Minnesota and Wisconsin managed to avoid interrupting the most-played Football Bowl Subdivision rivalry this season.
Their annual battle for Paul Bunyan’s Axe just happens to be taking place a little later than expected.
When a COVID-19 outbreak within Minnesota’s program caused the cancellation of its Nov. 28 game at Wisconsin, it appeared this would be the first season since 1906 without a matchup between the two Big Ten border rivals.
But the Big Ten announced this week that Minnesota (3-3) and Wisconsin (2-3) would face off Saturday as part of the league’s championship weekend events.
“This is the rivalry that you dream of, especially me being from Minnesota and being a Minnesota home-grown kid,” Minnesota defensive end Boye Mafe said. “This rivalry means everything to us, so to have it taken away from us hurts. When it happened and the game was canceled, we were all hurt as a team. We all wanted to be playing in that game. But now the fact that it’s back, it’s time.’’
Neither of these teams has lived up to expectations.
Minnesota is trying to avoid finishing below .500 after going 11-2 and winning the Outback Bowl last season. Wisconsin was ranked in the top 10 earlier this year but has dropped three straight games and now is seeking to avoid its first losing season since 2001.
Winning this rivalry game gives each team a chance to salvage something from a disappointing season.
“To get that game canceled, it crushed us,” Wisconsin linebacker Jack Sanborn said. “A lot of us were really upset because that’s the big one: Wisconsin versus Minnesota. That’s the game every year you go into, that’s the goal, to go win that game and keep the Axe here in Madison. Definitely guys are pumped to play that game this year.”
Minnesota can tie this series at 61-61-8 by winning Saturday. Wisconsin regained the lead by winning 38-17 at Minnesota last year. The Gophers had won 37-15 at Madison in 2018 to snap Wisconsin’s 14-game winning streak in the rivalry.
STRENGTH VS. STRENGTH
This game features an intriguing matchup between Minnesota running back Mohamed Ibrahim and Wisconsin’s front seven on defense.
Ibrahim has rushed for 925 yards and ranks third among all Football Bowl Subdivision players with 154.17 yards rushing per game. He has 15 touchdown runs to tie for fifth nationally.
ON THE LINE
Ibrahim made a point to praise his blockers for his winning the Big Ten Running Back of the Year award.
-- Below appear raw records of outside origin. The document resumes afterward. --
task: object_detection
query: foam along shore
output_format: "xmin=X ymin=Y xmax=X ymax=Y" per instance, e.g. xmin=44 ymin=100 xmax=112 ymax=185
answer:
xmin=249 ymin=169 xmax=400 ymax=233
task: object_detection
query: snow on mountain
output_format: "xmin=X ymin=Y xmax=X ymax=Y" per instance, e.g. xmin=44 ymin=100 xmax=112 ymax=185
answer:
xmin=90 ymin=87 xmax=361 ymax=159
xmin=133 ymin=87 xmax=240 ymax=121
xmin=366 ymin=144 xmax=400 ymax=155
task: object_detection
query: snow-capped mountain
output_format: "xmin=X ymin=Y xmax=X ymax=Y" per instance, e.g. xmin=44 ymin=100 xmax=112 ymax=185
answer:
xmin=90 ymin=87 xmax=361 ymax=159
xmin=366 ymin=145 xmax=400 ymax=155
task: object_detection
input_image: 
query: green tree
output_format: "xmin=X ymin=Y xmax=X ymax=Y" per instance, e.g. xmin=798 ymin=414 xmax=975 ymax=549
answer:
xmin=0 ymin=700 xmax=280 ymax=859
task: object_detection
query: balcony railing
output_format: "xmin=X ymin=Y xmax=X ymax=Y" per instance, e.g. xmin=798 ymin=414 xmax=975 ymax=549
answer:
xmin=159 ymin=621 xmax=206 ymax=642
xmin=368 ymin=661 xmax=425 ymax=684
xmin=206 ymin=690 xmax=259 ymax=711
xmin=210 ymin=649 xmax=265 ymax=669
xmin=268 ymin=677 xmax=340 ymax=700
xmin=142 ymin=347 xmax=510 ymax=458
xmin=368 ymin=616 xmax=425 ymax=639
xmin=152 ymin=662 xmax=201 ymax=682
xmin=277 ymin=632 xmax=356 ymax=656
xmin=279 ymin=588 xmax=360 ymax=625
The offensive line received its share of official recognition, too, with Minnesota ranking fourth in the conference in both points and yards per game.
Tackle Blaise Andries and guard Connor Olson were named third-team all-Big Ten by the media and honorable mention by the coaches. Center John Michael Schmitz and tackle Sam Schlueter were honorable mention picks by both voting groups.
“That just speaks loud to how people think about us, our o-line and how they play, and the job that we get done as a whole offensive unit,” Ibrahim said.
BADGERS STRUGGLING TO SCORE
Wisconsin has scored seven points or fewer in each of its last three games. This is the first time since 1990 that the Badgers have scored in single digits in three straight games. Wisconsin has a chance to end that slump Saturday against a Minnesota team that is allowing 31.8 points per game.
DECIMATED ON OFFENSE
Wisconsin’s troubles stem in part from not having its top playmakers available.
Leading rusher Jalen Berger didn’t play in a 28-7 loss at No. 18 Iowa (No. 16 College Football Playoff ) last week and isn’t listed on the depth chart for Saturday’s game, an indication he likely won’t play. Wisconsin also has been missing two of its top receivers, as Danny Davis has missed three straight games and Kendric Pryor has sat out two of the last three games.
Wisconsin coach Paul Chryst said Thursday that Davis and Pryor “haven’t been ruled out, but they haven’t done a ton” this week.
AP Sports Writer Dave Campbell contributed to this report.